Die Überraschung bei dieser Entscheidung war allein der Umstand, dass die haushohe Favouritin von ihrem konservativem Mitbewerber Sauli Niinistö in eine Stichwahl gezwungen wurde, die sie nur wenig überzeugend mit 51,8% zu 48,2% gewinnen konnte.
Im ersten Wahlgang hatte die Kandidatin der Sozialdemokraten und der linken Allianz, die lange als populärste politische Führungspersönlichkeit seit der finnischen Unabhängigkeit 1917 galt, mit 46,3% nicht die erwartete absolute Mehrheit erhalten.
Sie verbesserte ihr Ergebnis dann um 5,5%, während der jetzige und künftige Vizepräsident der Europäischen Investitionsbank Niinistö, dem nur Aussenseiterchancen eingeräumt wurden, seinen Stimmenanteil von ursprünglich 24,1% in der Stichwahl verdoppeln konnte.
Halonen hatte die Oberhand in 13 der 15 Wahldistrikte, Niinistö lediglich in Oulu und Vaasa.
Dass es am Ende für ihn doch nicht reichte, schreiben erste Analysen der zögerlichen Wahlbeteiligung der Wähler der Zentrums Partei zu, die traditionell mit Kokoomus (National Coalition Party) um die Wähler der bürgerlichen Mitte im Wettbewerb steht. Der Kandidat der Zentrums Partei, Ministerpräsident Matti Vanhanen, hatte im ersten Wahlgang nur 18,6% der Stimmen erhalten und anschliessend zur Wahl Niinistö´s aufgerufen.
Die Wahlbeteiligung betrug 77,1%, gegenüber 73,8% im ersten Wahlgang, wo es den Sozialdemokraten und der Linksallianz offenbar nicht gelungen war, ihre Anhänger zu mobilisieren, die von einem glanzvollen Sieg Halonens ausgegangen waren.
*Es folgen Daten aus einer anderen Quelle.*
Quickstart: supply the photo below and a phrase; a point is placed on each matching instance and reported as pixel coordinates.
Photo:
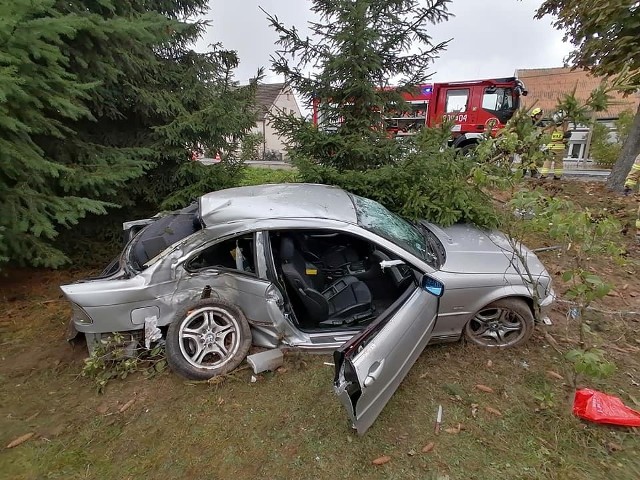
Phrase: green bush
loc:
(250, 147)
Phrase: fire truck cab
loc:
(474, 107)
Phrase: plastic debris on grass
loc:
(599, 407)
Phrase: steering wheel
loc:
(394, 272)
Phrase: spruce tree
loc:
(92, 96)
(357, 51)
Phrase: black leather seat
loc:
(345, 301)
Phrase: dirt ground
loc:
(288, 424)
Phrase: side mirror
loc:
(433, 286)
(390, 263)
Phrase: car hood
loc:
(471, 250)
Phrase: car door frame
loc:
(370, 367)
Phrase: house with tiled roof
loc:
(272, 98)
(546, 85)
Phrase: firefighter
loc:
(536, 118)
(556, 148)
(630, 184)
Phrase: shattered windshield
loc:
(377, 219)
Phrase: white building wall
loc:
(285, 101)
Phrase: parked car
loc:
(312, 267)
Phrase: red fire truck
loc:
(474, 107)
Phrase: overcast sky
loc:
(489, 38)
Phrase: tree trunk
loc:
(629, 152)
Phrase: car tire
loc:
(505, 323)
(211, 337)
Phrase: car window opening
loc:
(334, 280)
(162, 233)
(236, 253)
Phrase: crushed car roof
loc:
(284, 200)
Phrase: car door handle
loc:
(374, 371)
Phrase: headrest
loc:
(287, 249)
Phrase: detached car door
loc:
(370, 367)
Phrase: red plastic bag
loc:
(602, 408)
Der Wahlkampf um das höchste Staatsamt in Finnland, das dem Amtsinhaber wenig Einfluss auf die Innenpolitik, wohl aber auf die Aussenbeziehungen gibt, verlief nordisch diszipliniert. Meinungsverschiedenheiten wurden deutlich bei der Diskussion über die künftige Rolle des Präsidenten, die einige Parteien vollständig auf repräsentative Aufgaben reduzieren wollen. Auslöser waren unterschiedliche Auffassungen zur Sicherheitspolitik und Terrorismusbekämpfung. Hier brach Niinistö ein in den zurückliegenden Wahlkämpfen sorgsam gepflegtes Tabu, indem er offen für eine NATO-Mitgliedschaft Finnlands eintrat. Halonen dagegen begrenzte ihre Ausflüge in die internationale Politik auf die Forderung, die ohnehin tradtitionell engagierte Entwicklungshilfe ihres Landes noch weiter auszubauen.
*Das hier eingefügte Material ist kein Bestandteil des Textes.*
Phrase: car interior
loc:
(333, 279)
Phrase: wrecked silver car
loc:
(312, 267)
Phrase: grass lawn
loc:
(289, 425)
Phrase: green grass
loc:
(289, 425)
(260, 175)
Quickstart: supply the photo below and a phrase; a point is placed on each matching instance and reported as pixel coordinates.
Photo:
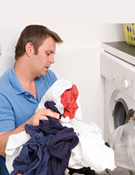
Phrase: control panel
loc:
(119, 73)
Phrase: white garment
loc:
(91, 150)
(13, 148)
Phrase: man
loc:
(23, 86)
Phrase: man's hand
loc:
(42, 114)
Das sie mit dieser „weicheren“ Annäherung an die finnische Aussen- und Sicherheitspolitik vermutlich mehr Unterstützung erhalten hat, zeigen Meinungsumfragen, nach denen die Mehrzahl der Finnen von einer NATO-Mitgliedschaft befürchten, sie würde die Terrorgefahren für ihr Land erhöhen und nicht senken.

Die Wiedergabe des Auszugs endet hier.